The creators of StealC, a widely-used data stealer and malware downloader, have launched its second main model, bringing a number of stealth and information theft enhancements.
The newest model of StealC was really made obtainable to cybercriminals in March 2025, however Zscaler researchers who analyzed it simply revealed an in depth write-up.
Within the weeks that adopted its launch, a number of minor bug fixes and level releases added new options, with the most recent being model 2.2.4.
StealC is a light-weight info-stealer malware that gained traction on the darkish internet in early 2023, promoting entry for $200/month.
In 2024, it was noticed in large-scale malvertising campaigns and assaults locking methods into inescapable kiosk modes.
In late 2024, it was confirmed that StealC improvement remained very lively, with its builders including a bypassing mechanism for Chrome’s ‘App-Certain Encryption’ cookie-theft defenses, permitting the “regeneration” of expired cookies for hijacking Google accounts.
New in newest model
Model 2 (and later) was introduced in March 2025. In accordance with Zscaler’s evaluation, it brings the next main enhancements:
Payload supply enhancements with assist for EXE information, MSI packages, and PowerShell scripts, and configurable payload triggering.
RC4 encryption was added for code strings and command-and-control (C2) communications, with random parameters in C2 responses for higher evasion.
Structure and execution enhancements with new payloads compiled for 64-bit methods, resolving API features dynamically at runtime, and introducing a self-deletion routine.
New embedded builder that permits operators to generate new StealC builds utilizing templates and customized information theft guidelines.
Added Telegram bot assist for real-time alerts to operators.
Added functionality to screenshot the sufferer’s desktop with multi-monitor assist.
StealC v2 new admin panel
Supply: Zscaler
Nonetheless, aside from the function additions, there have additionally been some notable removals, just like the anti-VM checks and DLL downloading/execution.
These would possibly point out an effort to make the malware leaner, however they could even be collateral harm from main code rework and may very well be re-introduced in higher type in future variations.
StealC’s C2 communication move
Supply: Zscaler
In the newest assaults seen by Zscaler, StealC was deployed by Amadey, a separate malware loader, although totally different operators might differentiate the supply strategies or assault chains.
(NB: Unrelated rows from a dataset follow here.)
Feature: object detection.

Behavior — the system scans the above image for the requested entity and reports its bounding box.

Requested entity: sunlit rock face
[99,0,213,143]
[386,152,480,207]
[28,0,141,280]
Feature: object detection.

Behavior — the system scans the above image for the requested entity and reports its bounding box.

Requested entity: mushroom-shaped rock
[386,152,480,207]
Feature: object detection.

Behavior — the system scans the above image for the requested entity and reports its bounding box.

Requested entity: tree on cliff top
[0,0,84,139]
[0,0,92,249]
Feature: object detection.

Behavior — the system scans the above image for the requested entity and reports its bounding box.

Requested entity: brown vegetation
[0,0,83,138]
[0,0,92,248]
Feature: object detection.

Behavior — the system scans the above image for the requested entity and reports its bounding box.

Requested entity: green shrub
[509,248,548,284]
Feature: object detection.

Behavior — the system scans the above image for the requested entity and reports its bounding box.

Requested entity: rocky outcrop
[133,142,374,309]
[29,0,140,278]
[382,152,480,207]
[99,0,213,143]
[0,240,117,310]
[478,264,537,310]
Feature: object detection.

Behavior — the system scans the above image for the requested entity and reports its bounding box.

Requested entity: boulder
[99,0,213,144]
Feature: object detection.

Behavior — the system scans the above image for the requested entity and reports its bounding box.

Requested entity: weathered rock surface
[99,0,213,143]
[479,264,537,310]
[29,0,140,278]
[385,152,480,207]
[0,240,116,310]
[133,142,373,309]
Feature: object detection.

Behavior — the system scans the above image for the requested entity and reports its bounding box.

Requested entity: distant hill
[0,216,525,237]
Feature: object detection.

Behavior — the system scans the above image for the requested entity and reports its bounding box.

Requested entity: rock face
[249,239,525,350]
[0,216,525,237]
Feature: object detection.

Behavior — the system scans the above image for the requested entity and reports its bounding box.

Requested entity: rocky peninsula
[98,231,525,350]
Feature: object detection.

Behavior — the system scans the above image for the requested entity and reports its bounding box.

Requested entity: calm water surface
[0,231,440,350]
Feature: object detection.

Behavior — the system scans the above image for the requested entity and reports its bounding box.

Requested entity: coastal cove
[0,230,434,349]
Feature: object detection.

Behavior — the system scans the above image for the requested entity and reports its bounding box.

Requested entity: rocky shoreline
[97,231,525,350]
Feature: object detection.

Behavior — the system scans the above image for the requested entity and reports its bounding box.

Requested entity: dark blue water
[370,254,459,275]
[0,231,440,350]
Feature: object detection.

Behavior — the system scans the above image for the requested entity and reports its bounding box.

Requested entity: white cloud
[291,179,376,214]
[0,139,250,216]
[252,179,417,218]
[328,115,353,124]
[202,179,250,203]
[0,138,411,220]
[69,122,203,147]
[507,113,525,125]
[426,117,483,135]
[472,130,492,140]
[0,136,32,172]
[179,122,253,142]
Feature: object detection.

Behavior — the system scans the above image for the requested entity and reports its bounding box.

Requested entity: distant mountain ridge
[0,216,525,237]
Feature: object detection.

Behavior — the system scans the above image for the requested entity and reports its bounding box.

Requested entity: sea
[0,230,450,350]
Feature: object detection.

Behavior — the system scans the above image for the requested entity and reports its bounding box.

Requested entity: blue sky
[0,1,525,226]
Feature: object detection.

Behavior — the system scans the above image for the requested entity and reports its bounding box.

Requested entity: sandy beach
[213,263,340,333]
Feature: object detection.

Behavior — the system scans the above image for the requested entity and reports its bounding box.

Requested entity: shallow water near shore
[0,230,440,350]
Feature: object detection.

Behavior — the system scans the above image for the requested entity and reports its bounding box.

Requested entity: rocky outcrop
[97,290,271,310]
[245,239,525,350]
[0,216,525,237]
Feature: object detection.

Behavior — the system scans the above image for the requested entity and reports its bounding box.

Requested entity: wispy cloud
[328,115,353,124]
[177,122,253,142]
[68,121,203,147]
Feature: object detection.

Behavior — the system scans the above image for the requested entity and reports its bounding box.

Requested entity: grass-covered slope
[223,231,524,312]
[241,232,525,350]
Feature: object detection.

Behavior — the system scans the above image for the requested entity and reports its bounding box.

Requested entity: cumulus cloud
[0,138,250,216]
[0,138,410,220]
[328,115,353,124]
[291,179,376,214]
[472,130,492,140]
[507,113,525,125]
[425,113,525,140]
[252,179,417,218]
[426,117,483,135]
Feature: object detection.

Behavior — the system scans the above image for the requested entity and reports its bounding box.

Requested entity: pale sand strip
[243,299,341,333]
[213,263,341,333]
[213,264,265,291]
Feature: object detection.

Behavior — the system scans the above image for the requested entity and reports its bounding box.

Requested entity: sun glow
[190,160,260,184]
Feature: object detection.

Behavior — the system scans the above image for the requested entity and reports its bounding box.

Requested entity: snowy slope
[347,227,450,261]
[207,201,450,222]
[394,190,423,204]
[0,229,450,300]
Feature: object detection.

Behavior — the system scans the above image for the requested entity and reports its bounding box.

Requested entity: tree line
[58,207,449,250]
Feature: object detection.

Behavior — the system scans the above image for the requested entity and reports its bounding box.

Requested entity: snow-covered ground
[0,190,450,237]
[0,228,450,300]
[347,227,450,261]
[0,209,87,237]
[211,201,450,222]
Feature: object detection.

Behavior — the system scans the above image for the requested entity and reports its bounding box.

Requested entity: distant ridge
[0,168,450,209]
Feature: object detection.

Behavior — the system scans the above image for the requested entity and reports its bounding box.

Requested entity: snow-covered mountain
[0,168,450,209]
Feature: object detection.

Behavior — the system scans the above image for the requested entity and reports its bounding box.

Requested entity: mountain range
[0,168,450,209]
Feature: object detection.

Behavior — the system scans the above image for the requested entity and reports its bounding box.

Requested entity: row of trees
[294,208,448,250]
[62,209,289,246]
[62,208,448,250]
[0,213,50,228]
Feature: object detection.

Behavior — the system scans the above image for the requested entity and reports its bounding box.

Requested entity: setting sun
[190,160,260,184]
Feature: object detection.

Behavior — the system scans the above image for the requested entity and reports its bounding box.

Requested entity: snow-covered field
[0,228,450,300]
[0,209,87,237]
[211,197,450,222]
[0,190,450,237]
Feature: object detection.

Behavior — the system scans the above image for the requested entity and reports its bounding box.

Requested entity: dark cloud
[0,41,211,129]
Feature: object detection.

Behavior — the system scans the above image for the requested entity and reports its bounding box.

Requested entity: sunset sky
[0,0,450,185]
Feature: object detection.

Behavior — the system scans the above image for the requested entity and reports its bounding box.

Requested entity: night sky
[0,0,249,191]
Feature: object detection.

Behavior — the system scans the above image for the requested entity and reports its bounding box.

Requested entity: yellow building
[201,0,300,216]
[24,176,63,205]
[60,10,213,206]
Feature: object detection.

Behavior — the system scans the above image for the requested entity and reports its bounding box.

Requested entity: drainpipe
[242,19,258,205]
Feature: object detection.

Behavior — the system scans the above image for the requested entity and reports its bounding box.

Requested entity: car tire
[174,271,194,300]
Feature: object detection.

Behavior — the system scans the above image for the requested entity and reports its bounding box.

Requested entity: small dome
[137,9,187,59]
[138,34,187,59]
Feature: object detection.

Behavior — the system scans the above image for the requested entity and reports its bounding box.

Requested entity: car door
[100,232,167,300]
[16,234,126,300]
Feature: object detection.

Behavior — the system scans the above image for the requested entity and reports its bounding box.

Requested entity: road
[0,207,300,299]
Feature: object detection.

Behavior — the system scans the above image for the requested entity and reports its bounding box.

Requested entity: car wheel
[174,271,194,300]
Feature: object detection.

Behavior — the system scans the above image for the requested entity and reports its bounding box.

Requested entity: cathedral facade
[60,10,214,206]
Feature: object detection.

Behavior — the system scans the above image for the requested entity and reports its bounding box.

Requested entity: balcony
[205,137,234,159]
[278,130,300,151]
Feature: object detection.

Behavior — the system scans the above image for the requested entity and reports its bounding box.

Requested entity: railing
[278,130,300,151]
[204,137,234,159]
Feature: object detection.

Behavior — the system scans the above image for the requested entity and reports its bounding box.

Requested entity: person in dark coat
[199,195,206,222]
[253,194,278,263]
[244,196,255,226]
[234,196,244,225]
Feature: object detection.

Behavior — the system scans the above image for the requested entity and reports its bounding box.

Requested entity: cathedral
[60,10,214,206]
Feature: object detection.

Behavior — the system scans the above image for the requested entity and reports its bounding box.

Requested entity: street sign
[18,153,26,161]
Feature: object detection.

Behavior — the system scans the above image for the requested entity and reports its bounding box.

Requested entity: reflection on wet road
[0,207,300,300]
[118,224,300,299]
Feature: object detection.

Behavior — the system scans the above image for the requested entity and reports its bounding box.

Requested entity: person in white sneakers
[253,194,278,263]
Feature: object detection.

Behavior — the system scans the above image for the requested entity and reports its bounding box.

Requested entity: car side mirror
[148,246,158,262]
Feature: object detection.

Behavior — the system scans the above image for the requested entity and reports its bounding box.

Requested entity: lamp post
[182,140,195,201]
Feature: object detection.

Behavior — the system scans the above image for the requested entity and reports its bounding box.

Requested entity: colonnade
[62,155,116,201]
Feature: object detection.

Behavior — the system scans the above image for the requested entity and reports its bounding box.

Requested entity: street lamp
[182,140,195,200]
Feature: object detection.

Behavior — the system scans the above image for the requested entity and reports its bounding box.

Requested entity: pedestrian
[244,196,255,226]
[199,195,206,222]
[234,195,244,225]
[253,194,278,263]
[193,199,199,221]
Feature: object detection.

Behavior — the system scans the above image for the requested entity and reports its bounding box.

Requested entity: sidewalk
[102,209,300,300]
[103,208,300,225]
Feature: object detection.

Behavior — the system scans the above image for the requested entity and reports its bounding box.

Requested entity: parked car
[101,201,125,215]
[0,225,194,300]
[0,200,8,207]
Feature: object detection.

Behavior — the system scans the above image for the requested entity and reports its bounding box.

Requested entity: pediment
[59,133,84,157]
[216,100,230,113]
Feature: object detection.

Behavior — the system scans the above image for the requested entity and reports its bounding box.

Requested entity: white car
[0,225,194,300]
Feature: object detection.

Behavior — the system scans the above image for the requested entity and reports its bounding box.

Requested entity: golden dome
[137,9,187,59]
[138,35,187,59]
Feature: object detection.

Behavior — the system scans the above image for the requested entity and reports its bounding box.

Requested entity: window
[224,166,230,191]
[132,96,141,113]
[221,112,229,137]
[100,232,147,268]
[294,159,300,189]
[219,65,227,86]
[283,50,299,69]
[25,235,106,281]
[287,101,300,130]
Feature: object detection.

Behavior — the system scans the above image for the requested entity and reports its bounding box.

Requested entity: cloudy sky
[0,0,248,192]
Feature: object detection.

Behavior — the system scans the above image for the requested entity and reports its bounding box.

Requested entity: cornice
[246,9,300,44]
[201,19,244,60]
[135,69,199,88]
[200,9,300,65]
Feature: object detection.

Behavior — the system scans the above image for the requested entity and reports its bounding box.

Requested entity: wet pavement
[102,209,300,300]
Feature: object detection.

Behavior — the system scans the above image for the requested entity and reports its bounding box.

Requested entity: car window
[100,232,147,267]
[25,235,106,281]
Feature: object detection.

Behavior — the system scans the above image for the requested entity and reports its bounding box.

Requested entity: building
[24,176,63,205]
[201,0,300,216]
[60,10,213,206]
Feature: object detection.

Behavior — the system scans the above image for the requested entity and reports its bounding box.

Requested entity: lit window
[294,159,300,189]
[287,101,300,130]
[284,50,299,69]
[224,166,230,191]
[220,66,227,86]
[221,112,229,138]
To guard your information from info-stealer malware, keep away from storing delicate data in your browser for comfort, use multi-factor authentication to guard your accounts, and by no means obtain pirated or different software program from obscure sources.
Primarily based on an evaluation of 14M malicious actions, uncover the highest 10 MITRE ATT&CK strategies behind 93% of assaults and the right way to defend in opposition to them.